My thoughts about Evo-Devo is inevitably full of concerns. What if everything goes haywire and Evo-Devo develops nothing more that potential threats and chaos to the world? Therefore, I talked with my friend that enlightened me with a little more positive view than I had. I talked about evo-devo with my friend and the article about could cloned mammoths be in our future as an example. My friend said why it could actually work in a good way maybe a solution for the food industry and brought up an example which I thought was rather interesting. My friend said people would love to have another source of meat - especially the curious adventurous people would and if people could have an option they could try Mammoth meat, some would like it, and some could make it into Wagyu Mammoth. :) Who knew ? This story led me a little to looking at the brighter side of Evo-Devo that as long as we are in control this could be an evolutionary development that would work in a benefit to us in various areas of our life. However, then again I think we should always come back to the ethical issues discussed in class. So is bringing back and mutating creatures ethical ? I think it has not been long before we became comfortable with In Vitro Fertilization but people do it and are getting use to it. I think the more people get familiar with Evo-Devo the more people would be using it at their benefits without raising the question of " Is this really ethical ? ". However, in my point of view, ethical issues should be raised in every occasion and be discussed throughout the society and should be able to prove that it is ethical in various ways before the significant changes it would inevitably bring to people's lives.

Sunday, January 17, 2010

Thought about the Mystery of three-year hiccup ordeal solved

Our Biological selves are connected to everything. In an Oriental medicine perspective, our body is an all connected organism and cannot consider our body and the symptoms the body is showing as a separate thing. Therefore, in an Oriental medicine point of view, the brain tumor, and the hiccups in the article The Mystery of three-year hiccup ordeal solved cannot be treated separately. Moreover, treatments have to benefit the whole body not only the symptom in order to be a right treatment. A treatment that ignores the fact that our biological self is an organism cannot be considered as a proper treatment. A treatment that stops the symptom but damages the whole body is not considered as a proper treatment. Simple as it sounds, many treatments and drugs and surgeries often ignore the fact that our body is a organism and whatever is done to a part of the body or to a symptom the body is showing, the whole body is effected.

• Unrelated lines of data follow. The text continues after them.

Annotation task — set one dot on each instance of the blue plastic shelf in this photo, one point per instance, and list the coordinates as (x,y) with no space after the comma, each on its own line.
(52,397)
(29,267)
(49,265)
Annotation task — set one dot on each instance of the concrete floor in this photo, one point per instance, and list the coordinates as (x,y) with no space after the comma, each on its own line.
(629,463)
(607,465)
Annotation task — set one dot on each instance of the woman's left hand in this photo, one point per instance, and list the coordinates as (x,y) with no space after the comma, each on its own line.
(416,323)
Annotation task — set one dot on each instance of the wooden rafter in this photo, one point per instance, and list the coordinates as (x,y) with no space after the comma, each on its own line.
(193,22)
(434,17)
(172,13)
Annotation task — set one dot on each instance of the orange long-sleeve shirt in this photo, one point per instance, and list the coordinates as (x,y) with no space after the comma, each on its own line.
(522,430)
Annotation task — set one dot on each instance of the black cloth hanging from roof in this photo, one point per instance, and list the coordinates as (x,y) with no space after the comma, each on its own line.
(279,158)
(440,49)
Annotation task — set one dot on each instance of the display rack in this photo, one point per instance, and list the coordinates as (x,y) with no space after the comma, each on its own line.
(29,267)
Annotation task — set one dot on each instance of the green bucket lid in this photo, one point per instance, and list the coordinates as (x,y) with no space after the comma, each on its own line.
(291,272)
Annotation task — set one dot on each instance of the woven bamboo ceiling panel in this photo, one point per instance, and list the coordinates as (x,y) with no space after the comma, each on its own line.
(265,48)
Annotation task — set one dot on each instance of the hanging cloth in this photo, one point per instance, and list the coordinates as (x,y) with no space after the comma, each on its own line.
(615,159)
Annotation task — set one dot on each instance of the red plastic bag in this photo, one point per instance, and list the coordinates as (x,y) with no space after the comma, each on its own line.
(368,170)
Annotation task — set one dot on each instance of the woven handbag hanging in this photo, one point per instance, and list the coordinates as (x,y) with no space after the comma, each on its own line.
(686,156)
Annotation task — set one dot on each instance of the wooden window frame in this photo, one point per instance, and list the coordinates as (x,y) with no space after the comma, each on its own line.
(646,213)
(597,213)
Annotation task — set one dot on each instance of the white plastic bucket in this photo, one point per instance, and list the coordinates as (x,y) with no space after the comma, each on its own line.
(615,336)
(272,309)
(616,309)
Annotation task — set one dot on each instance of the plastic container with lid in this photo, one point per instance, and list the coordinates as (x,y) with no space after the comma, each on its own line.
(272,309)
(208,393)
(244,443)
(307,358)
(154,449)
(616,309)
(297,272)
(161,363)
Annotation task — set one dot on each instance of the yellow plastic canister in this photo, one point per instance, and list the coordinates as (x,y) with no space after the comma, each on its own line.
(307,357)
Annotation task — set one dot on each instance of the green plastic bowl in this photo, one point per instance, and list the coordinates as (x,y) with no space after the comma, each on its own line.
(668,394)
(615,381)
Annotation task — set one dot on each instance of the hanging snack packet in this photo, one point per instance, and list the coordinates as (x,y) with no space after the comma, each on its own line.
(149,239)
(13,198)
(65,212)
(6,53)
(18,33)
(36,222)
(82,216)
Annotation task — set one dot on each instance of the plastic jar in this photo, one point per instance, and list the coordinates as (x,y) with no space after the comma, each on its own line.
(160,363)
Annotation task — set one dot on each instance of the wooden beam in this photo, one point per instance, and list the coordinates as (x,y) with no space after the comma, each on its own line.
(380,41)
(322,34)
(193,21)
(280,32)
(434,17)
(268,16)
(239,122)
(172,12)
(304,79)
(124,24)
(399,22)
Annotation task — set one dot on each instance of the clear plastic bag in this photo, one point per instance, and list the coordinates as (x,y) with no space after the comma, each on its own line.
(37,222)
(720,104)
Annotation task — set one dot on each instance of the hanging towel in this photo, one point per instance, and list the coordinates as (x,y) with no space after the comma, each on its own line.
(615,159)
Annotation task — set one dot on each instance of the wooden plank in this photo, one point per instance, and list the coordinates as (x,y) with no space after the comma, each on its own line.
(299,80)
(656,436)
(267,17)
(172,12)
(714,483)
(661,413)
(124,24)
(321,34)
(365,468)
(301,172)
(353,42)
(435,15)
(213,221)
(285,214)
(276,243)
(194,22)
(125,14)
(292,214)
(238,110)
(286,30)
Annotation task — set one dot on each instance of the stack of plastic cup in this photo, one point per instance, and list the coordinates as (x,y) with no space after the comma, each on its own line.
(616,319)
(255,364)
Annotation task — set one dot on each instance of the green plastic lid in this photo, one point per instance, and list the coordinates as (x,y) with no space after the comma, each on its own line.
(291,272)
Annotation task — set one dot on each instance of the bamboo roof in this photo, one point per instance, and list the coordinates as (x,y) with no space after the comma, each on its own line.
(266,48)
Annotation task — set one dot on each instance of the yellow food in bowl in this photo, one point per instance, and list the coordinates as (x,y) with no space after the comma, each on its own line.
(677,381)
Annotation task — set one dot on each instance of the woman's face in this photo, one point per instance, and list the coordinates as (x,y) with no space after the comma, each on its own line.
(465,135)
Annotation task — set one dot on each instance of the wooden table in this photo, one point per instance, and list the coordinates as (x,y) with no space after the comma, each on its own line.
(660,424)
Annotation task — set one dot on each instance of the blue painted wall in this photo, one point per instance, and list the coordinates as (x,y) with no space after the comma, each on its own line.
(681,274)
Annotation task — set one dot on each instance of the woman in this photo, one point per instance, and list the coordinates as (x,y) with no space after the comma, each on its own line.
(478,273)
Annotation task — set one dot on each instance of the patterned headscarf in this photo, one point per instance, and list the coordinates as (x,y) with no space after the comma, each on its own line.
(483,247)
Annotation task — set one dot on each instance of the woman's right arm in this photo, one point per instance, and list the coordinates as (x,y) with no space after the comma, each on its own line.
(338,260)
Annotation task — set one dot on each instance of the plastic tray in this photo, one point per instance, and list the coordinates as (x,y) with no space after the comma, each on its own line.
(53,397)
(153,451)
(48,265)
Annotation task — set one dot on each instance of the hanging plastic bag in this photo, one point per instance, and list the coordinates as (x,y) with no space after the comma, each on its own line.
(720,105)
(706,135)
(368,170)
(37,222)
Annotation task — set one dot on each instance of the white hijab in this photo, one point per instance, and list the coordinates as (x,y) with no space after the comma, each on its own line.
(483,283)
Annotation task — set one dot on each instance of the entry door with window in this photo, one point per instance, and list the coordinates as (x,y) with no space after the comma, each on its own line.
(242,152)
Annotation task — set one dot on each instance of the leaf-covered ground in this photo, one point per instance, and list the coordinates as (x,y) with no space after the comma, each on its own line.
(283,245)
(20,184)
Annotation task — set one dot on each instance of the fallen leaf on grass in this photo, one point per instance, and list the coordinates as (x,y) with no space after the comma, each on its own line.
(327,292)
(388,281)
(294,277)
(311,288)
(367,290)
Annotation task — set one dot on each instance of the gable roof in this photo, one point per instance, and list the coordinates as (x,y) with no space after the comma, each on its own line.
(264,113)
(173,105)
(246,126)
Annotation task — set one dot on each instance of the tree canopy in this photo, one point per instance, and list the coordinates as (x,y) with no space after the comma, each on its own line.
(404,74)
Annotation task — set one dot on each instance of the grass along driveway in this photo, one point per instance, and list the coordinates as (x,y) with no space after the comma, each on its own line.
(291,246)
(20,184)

Actually a vast majority of the treatments neglect that our biological selves are an organism and mainly focuses on treating just the symptom itself. In Eastern medicine our biological selves are al l connected. All of the organs in our body is connected and interacts with each other. All of the symptoms our body manifests are connected to our body. Our body interacts and are affected and are connected with the thoughts that go through our mind. In other words, our body and mind are also connected. How stress can damage our health could be a great example for that. Our body is not only connected internally but also connected externally. That is, our body is connected with what is going on outside our body and with the whole earth and universe. How pollution can be so bad for our health would be a good example for this. In traditional Eastern medicine health is achieved through harmony with what is connected to the body, everything, the earth, the everyday life the person is going through, the relationship the person is sharing. To put it in other words, those would be out physical, environmental, social health. Eastern medicine lies on the basis of the concept that health is achieved by having all these health and if the person lives in harmony and is healthy, the body doesn't have symptoms that bothers the person.